A High-Resolution Labrador Sea Surface and Subsurface Water Foraminiferal δ18O Record and its Relation to Heinrich Events.

Abstract:

Heinrich events are characterized by episodic iceberg discharge events from the Laurentide ice sheet via the Hudson Strait Ice Stream (HSIS) and into the North Atlantic. Although their occurrence throughout late Pleistocene glaciations has been well documented in the oceanic sediment record, the triggering mechanism for Heinrich events is still poorly understood. Recent work (Marcott et al., 2011) has shown that subsurface ocean (~1200 m) warming in response to a shutdown of the Atlantic Meridional Overturning Circulation (AMOC) could lead to accelerated melting and destabilization of an ice shelf fronting the Laurentide Ice Sheet and subsequently trigger Heinrich events.
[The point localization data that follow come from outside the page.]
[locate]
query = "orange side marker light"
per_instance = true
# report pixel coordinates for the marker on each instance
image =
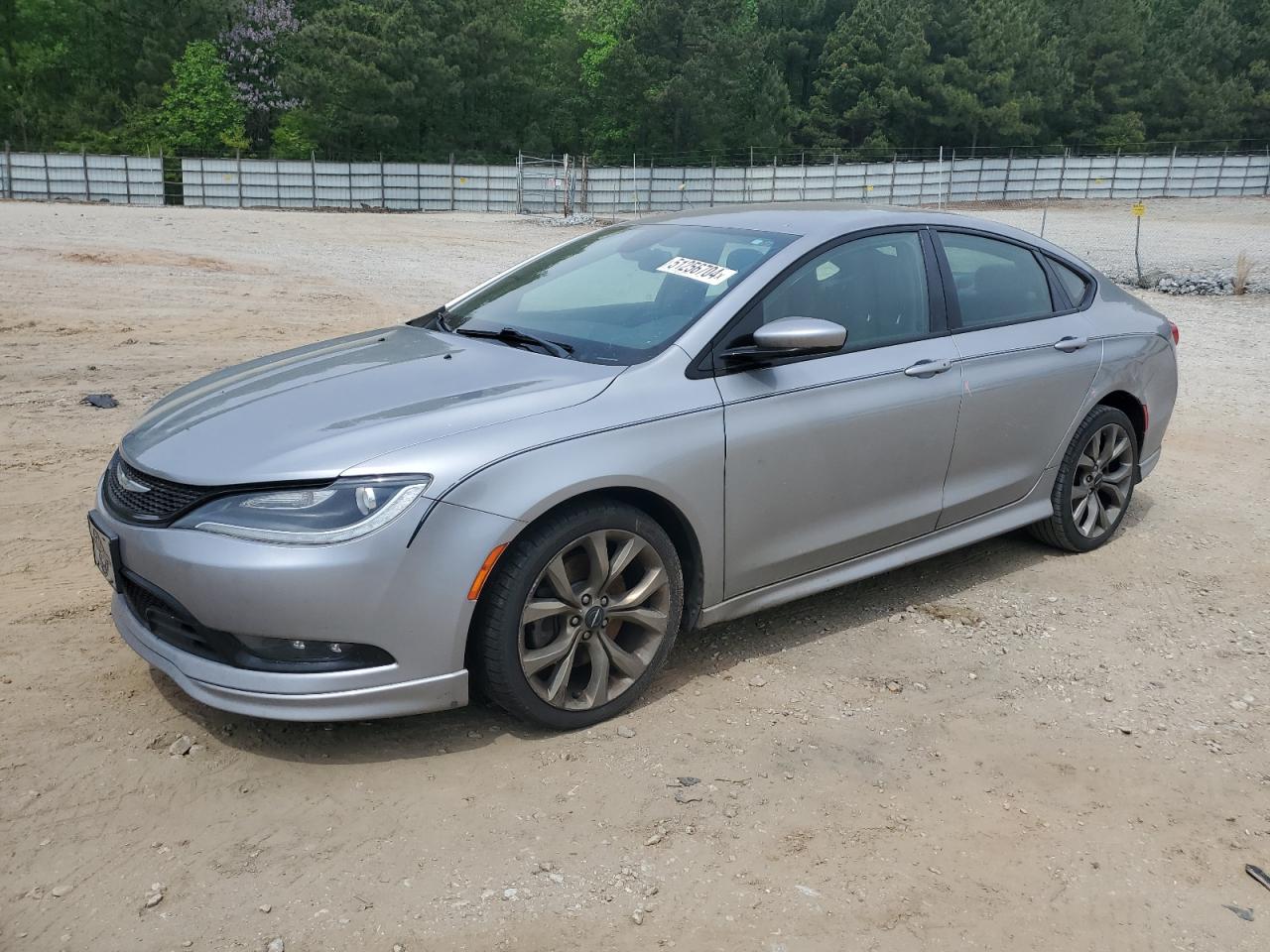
(485, 569)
However, evidence for this subsurface warming remains restricted to one core site. Here we use Labrador Sea cores HU2001043-008pc/twc and HU2006040-006pc from the Flemish Cap and Hamilton Spur, respectively, to assess spatial and depth coverage of this signal. We infer surface and subsurface temperature variability using δ¹⁸O in benthic and planktic foraminifera. We also develop a corresponding suite of other sediment core proxies in order to identify Heinrich layers, including X-Ray Fluorescence, Ca/Sr, and % dolomite/calcite data. This research will allow us to evaluate changes in the thermodynamic structure of the Labrador basin due to changes in the strength of the AMOC and their relation to Heinrich events. Results will be used to substantiate existing research and coupled ocean-atmospheric models that suggest a reduced AMOC and associated subsurface warming as the trigger for Heinrich events.